In Wisconsin, the Republicans who control the state legislature got the conservative-dominated state Supreme Court, which they also control, to block Democratic Governor Tony Evers’s effort to postpone the state’s presidential primary on April 7. They were hoping a low-turnout election would help them elect Dan Kelly, a state Supreme Court justice appointed by Republican former Governor Scott Walker.
Kelly, who has repeatedly conveyed his contempt for the very notion that the government should ever come to the aid of people in need, lost anyway, because large numbers of people in urban areas defied health warnings to come to the polls, often waiting in line for hours. The court, lame duck Justice Kelly included, has struck down Evers’s stay-at-home order and is now poised to purge more than 200,000 voters from the rolls, as part of Republican efforts to help Trump win in the fall.
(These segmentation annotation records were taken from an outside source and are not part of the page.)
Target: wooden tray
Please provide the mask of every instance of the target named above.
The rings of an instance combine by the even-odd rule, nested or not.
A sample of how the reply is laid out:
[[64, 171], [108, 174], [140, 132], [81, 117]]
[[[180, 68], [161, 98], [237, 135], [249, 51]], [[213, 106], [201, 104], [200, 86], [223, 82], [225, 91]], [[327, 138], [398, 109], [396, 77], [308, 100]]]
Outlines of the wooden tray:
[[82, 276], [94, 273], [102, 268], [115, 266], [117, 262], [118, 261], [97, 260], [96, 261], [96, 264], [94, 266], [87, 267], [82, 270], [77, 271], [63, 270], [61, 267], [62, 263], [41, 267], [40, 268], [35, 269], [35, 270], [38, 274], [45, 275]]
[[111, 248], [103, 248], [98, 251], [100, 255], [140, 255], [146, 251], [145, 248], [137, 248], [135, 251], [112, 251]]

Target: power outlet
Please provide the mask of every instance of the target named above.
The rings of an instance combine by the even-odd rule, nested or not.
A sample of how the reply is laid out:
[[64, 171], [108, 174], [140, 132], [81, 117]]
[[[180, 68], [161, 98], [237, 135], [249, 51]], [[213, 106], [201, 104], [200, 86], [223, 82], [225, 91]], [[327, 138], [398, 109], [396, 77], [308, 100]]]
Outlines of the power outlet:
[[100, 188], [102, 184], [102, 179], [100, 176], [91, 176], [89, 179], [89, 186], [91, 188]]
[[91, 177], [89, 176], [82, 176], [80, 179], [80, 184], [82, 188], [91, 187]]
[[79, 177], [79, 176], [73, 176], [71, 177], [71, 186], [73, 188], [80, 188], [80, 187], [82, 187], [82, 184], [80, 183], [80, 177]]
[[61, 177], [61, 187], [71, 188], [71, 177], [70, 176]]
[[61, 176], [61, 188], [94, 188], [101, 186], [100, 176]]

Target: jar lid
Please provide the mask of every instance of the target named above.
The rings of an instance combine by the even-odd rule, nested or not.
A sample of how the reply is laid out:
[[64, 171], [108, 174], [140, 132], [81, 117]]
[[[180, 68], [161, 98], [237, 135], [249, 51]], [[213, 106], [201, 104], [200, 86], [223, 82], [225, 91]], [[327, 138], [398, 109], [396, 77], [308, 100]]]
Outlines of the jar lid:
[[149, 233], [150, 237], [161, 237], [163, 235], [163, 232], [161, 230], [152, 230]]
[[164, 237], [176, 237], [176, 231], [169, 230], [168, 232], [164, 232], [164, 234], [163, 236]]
We can expect more moments of opportunism and ugliness as this pandemic plays out. Trump’s supporters will continue to engage in risky and irresponsible behaviors, though most will likely stop short of cannibalism.
Let’s all breathe a collective sigh at their foolishness, then offer our understanding and forgiveness. It ought not be an act of folly for Americans to believe their President. We are all victims of the plague of ignorance that he has unleashed.
Meanwhile, there are countless examples of people pulling together and making sacrifices and being there for each other and trying to do what’s right. It is this energy and not our worst instincts that we need to tap into. There is so much to do.
The pandemic has powerfully exposed the failings of our health care system, including the racism baked into it. We can see the savage inequalities at the heart of our economy, in which some of our most essential workers are the lowest paid.
We cannot go back, ever, to the way things were before the pandemic. That is a good thing. In the necessity to rebuild comes the opportunity to build something better. The present crisis changes everything. The only question is how.
We are all in this together—whether we like it or not.